Global stocks are set to close out the worst year since the 2008 financial crisis after the battle by central banks to tame inflation and the war in Ukraine sent powerful waves rushing across asset markets. The broad MSCI All-World index of developed and emerging market equities has shed nearly a fifth of its value in 2022, with bourses from Wall Street to Shanghai and Frankfurt all notching up significant losses. Bond markets also endured heavy selling: the US 10-year government bond yield, a global benchmark for long-term borrowing costs, has shot up to 3.8 per cent from about 1.5 per cent at the end of last year — the biggest annual increase on Bloomberg records stretching to the 1960s.

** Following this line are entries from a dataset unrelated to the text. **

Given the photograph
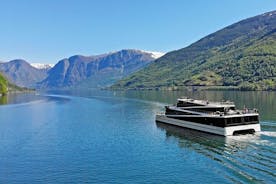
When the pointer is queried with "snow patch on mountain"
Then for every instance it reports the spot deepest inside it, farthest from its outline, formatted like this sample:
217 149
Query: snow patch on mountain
42 65
154 54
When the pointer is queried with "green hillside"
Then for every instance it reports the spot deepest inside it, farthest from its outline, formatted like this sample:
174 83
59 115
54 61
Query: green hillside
6 87
242 55
3 85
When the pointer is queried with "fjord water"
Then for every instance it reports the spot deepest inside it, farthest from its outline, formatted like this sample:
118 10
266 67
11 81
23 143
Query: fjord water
112 137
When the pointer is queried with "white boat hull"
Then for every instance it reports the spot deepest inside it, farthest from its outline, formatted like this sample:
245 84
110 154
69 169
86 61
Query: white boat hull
226 131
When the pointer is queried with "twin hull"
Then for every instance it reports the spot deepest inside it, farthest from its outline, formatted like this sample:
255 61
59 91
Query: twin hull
225 131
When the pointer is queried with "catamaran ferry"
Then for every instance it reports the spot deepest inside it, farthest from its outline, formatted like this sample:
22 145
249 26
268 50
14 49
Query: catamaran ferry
220 118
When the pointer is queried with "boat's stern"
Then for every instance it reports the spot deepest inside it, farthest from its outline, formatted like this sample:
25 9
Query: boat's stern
242 129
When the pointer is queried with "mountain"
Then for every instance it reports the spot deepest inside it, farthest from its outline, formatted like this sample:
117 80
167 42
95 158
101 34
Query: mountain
22 73
3 85
242 55
97 71
6 87
42 66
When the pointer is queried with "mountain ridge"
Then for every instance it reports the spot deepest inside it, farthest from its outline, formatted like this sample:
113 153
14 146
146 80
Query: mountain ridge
232 54
105 69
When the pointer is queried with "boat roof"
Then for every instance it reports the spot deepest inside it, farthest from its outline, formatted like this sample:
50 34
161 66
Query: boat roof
207 103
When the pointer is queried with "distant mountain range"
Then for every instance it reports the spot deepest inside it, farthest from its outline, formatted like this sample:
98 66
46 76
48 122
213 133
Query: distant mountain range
242 55
78 71
21 73
6 86
96 71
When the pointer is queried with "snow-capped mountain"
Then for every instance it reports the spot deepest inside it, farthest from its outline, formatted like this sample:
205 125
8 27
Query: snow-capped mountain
155 55
42 65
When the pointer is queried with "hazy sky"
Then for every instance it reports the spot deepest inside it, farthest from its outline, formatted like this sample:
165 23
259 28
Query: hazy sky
49 30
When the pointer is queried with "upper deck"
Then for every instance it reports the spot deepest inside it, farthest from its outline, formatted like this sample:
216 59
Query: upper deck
188 102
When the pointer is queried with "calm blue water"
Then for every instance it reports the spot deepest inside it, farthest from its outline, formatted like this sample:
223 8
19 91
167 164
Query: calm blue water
111 137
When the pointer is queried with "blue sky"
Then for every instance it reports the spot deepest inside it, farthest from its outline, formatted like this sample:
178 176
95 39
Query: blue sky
49 30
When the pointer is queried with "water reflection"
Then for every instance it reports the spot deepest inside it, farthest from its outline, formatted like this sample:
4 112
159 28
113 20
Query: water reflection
31 97
236 155
3 100
189 138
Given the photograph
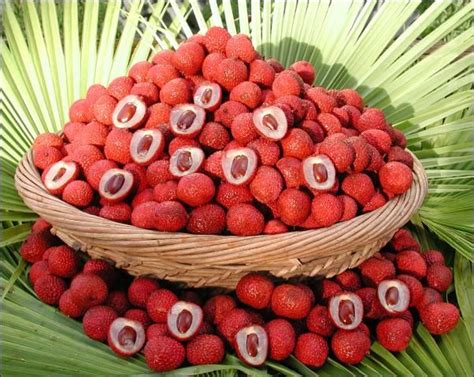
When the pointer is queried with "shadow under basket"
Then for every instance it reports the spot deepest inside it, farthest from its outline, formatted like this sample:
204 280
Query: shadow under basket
219 261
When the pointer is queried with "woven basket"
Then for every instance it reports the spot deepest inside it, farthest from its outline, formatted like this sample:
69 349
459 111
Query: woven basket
203 260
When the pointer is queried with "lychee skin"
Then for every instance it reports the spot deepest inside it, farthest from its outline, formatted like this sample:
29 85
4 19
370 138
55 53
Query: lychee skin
395 177
254 290
245 220
195 189
290 301
50 288
440 317
163 353
394 334
350 346
311 349
281 339
205 349
97 320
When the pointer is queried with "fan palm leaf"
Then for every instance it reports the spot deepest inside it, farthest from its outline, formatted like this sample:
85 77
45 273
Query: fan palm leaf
51 53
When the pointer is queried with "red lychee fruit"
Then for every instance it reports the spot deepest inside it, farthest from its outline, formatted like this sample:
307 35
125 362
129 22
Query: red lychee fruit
311 349
216 39
261 73
49 288
207 219
305 70
240 47
195 189
294 206
254 290
97 321
374 270
319 321
359 186
205 349
69 307
440 317
245 220
120 87
35 245
188 58
63 261
290 301
88 290
439 277
163 353
247 93
214 135
175 91
287 83
395 177
78 193
230 73
217 307
411 262
350 346
158 304
394 334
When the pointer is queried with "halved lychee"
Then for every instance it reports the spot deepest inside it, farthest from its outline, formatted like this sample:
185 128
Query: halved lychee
115 185
251 344
187 120
319 172
146 146
208 95
394 295
270 122
239 165
59 175
129 112
186 160
346 310
184 320
126 337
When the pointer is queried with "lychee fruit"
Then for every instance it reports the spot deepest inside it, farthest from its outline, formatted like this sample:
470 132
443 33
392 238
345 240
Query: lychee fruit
245 220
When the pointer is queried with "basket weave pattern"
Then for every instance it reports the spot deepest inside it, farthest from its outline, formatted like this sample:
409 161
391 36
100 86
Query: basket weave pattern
204 260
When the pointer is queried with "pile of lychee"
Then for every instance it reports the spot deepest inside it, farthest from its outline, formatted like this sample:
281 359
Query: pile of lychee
263 319
214 139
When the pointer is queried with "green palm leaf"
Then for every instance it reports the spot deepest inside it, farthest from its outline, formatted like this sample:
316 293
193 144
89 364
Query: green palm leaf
51 53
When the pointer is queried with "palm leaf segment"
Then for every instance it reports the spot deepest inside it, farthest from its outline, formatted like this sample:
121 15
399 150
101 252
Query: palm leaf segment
51 54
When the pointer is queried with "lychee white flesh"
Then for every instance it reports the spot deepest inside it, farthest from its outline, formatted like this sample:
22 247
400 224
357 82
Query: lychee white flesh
184 319
319 172
239 165
186 160
252 345
393 295
346 310
270 122
129 112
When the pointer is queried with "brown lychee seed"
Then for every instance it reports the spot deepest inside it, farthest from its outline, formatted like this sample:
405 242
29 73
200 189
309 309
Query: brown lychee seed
346 310
146 146
394 295
208 95
115 185
239 165
186 160
187 120
319 172
270 122
59 175
130 112
251 344
126 337
184 320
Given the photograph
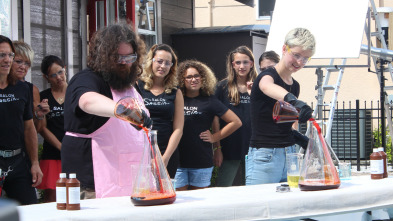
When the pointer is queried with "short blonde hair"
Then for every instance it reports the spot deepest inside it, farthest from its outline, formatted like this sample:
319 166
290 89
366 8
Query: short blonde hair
24 50
300 37
208 78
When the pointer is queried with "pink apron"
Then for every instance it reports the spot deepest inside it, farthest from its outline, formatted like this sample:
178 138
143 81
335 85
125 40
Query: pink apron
116 146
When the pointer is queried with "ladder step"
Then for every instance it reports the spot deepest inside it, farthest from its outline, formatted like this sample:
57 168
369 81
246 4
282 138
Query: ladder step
329 87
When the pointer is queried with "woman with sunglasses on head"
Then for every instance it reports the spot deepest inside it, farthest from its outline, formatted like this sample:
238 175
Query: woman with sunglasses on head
52 129
24 56
158 87
230 152
270 141
197 83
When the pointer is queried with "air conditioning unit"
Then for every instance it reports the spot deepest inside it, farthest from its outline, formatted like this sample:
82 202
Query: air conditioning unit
344 134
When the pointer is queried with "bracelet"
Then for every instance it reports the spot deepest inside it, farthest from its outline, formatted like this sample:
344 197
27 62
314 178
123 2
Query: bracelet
36 116
216 148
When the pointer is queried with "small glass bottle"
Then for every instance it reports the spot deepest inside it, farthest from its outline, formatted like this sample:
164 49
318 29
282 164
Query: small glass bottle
376 165
61 192
385 163
73 193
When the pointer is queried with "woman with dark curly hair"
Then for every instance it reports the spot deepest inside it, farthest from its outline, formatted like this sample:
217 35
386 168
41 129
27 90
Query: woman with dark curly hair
232 91
99 147
158 87
197 83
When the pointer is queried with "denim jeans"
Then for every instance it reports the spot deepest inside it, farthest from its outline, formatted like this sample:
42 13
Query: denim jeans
267 165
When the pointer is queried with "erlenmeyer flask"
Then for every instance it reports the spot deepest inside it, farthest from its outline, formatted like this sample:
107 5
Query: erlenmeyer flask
318 171
284 112
129 110
152 183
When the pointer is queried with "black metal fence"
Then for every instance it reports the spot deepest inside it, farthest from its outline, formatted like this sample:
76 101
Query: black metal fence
356 130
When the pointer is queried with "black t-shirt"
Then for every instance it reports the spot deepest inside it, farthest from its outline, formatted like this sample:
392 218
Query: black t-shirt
54 123
162 110
15 109
265 132
235 146
199 113
76 155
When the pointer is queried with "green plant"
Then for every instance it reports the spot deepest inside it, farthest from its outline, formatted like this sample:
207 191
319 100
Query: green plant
378 141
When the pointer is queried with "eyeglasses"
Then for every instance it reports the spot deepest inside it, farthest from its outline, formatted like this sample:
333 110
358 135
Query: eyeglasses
161 62
245 62
298 57
60 73
21 62
265 68
197 77
11 55
128 59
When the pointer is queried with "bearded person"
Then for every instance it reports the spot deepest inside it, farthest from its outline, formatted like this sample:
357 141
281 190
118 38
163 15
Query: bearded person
99 147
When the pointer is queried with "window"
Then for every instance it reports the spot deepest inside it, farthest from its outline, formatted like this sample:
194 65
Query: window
265 8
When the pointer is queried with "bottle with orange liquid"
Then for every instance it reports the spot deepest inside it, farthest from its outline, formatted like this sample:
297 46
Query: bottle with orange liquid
152 185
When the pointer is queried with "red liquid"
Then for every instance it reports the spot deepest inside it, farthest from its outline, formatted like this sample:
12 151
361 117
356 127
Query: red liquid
314 188
139 201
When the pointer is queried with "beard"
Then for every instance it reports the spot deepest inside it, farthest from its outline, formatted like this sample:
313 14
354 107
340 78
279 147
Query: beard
120 77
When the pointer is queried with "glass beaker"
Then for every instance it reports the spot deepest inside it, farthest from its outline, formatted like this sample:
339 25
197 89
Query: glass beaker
294 161
284 112
153 185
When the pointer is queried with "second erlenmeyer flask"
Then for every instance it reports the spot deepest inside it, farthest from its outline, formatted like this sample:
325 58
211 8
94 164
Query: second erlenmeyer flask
152 184
318 171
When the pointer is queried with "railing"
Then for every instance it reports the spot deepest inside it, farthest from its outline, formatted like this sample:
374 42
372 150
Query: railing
355 131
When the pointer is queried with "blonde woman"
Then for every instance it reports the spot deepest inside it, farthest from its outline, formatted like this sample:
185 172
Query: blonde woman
158 87
197 83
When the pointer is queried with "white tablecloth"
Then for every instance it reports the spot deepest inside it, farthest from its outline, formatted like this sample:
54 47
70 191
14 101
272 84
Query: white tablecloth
259 202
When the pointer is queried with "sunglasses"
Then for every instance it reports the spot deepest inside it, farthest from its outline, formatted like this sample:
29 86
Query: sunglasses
128 59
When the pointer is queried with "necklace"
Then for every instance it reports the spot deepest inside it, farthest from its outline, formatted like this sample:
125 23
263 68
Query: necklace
60 99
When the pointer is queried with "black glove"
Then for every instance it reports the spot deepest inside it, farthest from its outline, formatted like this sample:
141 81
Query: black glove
305 112
147 121
300 139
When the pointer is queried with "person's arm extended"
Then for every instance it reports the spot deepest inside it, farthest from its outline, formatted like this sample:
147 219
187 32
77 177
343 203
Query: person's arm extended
178 124
233 123
268 87
31 141
97 104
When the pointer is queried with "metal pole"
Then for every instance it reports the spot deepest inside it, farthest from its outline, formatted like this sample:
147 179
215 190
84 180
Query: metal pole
382 94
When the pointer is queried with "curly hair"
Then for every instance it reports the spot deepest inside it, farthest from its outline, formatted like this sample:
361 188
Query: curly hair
104 45
208 78
170 80
233 93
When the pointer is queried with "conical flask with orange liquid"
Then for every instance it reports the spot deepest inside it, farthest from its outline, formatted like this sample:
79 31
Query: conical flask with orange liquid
317 171
152 184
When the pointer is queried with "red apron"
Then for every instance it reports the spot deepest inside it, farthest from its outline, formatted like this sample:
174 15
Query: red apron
115 147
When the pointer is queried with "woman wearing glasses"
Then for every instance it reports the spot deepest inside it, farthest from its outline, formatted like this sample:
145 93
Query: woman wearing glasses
269 141
232 91
158 87
197 83
52 129
24 56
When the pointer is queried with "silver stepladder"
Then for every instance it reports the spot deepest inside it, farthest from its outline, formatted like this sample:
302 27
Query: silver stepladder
339 38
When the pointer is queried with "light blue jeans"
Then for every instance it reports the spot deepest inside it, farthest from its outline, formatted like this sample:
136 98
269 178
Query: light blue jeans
267 165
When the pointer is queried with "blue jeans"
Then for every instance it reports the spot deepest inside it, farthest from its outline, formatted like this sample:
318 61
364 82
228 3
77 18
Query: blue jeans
267 165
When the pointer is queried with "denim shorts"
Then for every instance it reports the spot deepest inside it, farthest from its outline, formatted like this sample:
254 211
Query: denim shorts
198 177
267 165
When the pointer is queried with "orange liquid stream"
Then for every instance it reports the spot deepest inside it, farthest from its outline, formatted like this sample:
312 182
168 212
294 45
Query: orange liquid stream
155 160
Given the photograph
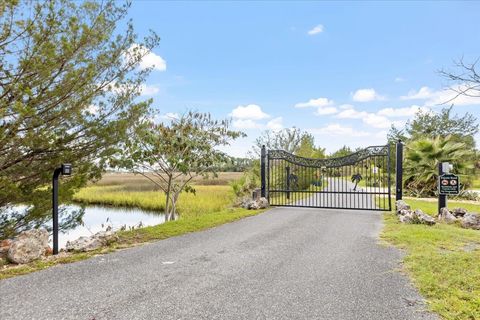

Global dealmaking suffered a record fall during the second half of this year, as rising interest rates and economic uncertainty brought a period of frenzied activity to an abrupt close. Mergers and acquisitions worth $1.4tn were announced during the six months to December, down from the $2.2tn agreed in the first half of 2022. It was the biggest swing, from one six-month period to the next, since records began in 1980. The overall volume of deals struck globally in 2022 was down 38 per cent from 2021, the largest year-on-year drop since 2001.
European natural gas prices have fallen to levels last recorded before Russia’s full-scale invasion of Ukraine in February, as warmer weather helps the continent to preserve its reserves.